Seus olhos faltaram pouco voar da cara e me sentindo grande por dar um jeito nesse filho da puta, decidi também colocar para fora as palavras que vivem entaladas na minha garganta!

— Escuta bem o que vou te dizer! Tenho o maior privilégio de ser uma das donas desse hospital, me formei em medicina para comandar junto ao meu irmão e o Dr. Matteralla esse grande império, então, sim! Tenho privilégios por ter meu nome na porta, nunca se esqueça disso! 

Engoliu seu orgulho e saiu pisando firme. Assim que me vi sozinha com minha equipe, tentei segurar o choro, mas não foi bem isso que aconteceu.

— Parabéns, doutora! Finalmente, alguém que coloca esse homem em seu lugar. — foi a minha enfermeira cirúrgica a declarar isso — Não chore… esse inconveniente mereceu cada palavra.

 Ela iniciou uma salva de palmas que os demais acompanharam e de certo modo essa aclamação fez eu me sentir bem.

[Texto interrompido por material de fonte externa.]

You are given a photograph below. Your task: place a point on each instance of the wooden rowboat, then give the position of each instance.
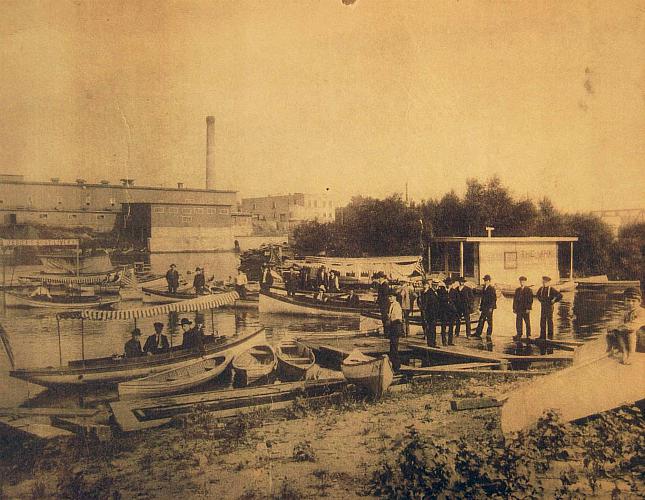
(295, 361)
(61, 302)
(594, 383)
(254, 364)
(114, 369)
(176, 380)
(301, 305)
(374, 374)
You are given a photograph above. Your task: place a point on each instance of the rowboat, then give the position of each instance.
(61, 302)
(274, 303)
(374, 374)
(175, 380)
(114, 369)
(254, 364)
(295, 361)
(594, 383)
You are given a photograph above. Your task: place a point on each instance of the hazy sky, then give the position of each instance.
(310, 95)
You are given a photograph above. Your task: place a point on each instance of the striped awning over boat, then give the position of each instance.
(198, 304)
(84, 280)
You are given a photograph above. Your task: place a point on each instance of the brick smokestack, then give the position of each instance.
(210, 152)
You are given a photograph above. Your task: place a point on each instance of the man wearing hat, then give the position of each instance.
(157, 343)
(625, 337)
(463, 305)
(199, 281)
(446, 311)
(394, 329)
(487, 305)
(133, 346)
(192, 336)
(172, 278)
(547, 296)
(522, 305)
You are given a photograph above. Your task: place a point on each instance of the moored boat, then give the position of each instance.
(178, 379)
(295, 361)
(114, 369)
(254, 364)
(303, 305)
(61, 302)
(374, 374)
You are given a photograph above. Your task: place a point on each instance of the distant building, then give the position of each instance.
(166, 219)
(290, 210)
(504, 258)
(622, 217)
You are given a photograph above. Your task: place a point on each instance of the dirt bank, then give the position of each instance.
(308, 452)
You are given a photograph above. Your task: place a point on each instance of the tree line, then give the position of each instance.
(381, 227)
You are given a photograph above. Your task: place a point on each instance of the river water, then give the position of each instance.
(35, 342)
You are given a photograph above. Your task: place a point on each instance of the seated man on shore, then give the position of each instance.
(624, 337)
(133, 346)
(156, 343)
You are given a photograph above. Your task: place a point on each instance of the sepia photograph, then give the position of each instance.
(302, 249)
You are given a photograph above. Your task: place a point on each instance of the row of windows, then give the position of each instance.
(187, 211)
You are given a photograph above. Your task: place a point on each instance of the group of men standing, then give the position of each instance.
(157, 343)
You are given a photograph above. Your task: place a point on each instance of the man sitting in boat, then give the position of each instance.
(41, 292)
(192, 336)
(133, 346)
(156, 343)
(624, 337)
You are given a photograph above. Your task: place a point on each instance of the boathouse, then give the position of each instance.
(504, 258)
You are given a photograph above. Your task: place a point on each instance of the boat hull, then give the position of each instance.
(375, 374)
(177, 380)
(110, 371)
(280, 304)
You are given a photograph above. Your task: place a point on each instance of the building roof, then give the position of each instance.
(504, 239)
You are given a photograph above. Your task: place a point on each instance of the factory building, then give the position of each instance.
(288, 211)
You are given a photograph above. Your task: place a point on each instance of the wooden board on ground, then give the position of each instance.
(592, 385)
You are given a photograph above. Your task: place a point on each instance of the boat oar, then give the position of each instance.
(7, 346)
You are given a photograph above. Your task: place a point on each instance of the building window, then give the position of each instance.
(510, 260)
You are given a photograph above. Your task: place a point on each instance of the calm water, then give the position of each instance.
(34, 334)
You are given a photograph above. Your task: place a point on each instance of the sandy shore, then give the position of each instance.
(332, 450)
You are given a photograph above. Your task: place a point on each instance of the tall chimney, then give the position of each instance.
(210, 152)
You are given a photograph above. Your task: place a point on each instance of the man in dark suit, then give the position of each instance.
(172, 277)
(133, 346)
(547, 296)
(463, 305)
(522, 305)
(487, 305)
(447, 311)
(156, 343)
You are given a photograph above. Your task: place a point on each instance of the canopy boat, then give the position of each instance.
(254, 364)
(373, 374)
(271, 302)
(295, 361)
(113, 369)
(179, 379)
(73, 302)
(72, 263)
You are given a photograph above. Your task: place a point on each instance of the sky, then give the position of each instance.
(313, 96)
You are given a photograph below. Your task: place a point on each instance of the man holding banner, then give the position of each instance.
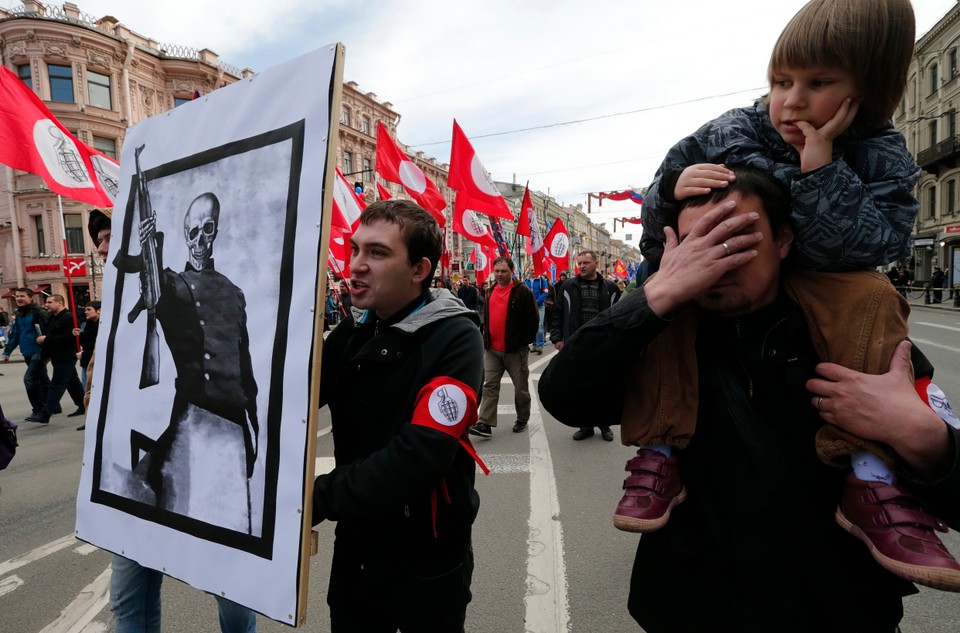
(400, 375)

— Bom, chega desse assunto e podem levá-lo para o pós-operatório.

 Fiquei admirando Alejandro ser encaminhado pelos enfermeiros e quando me vi sozinha na sala cirúrgica tirei minha touca e alisei meus cabelos.

— Chega!  Faltam apenas quatro meses para o final da minha residência e não baixarei minha cabeça nunca mais. Se esse miserável estiver assediando alguma das minhas enfermeiras ou alguma médica, vai se ver comigo.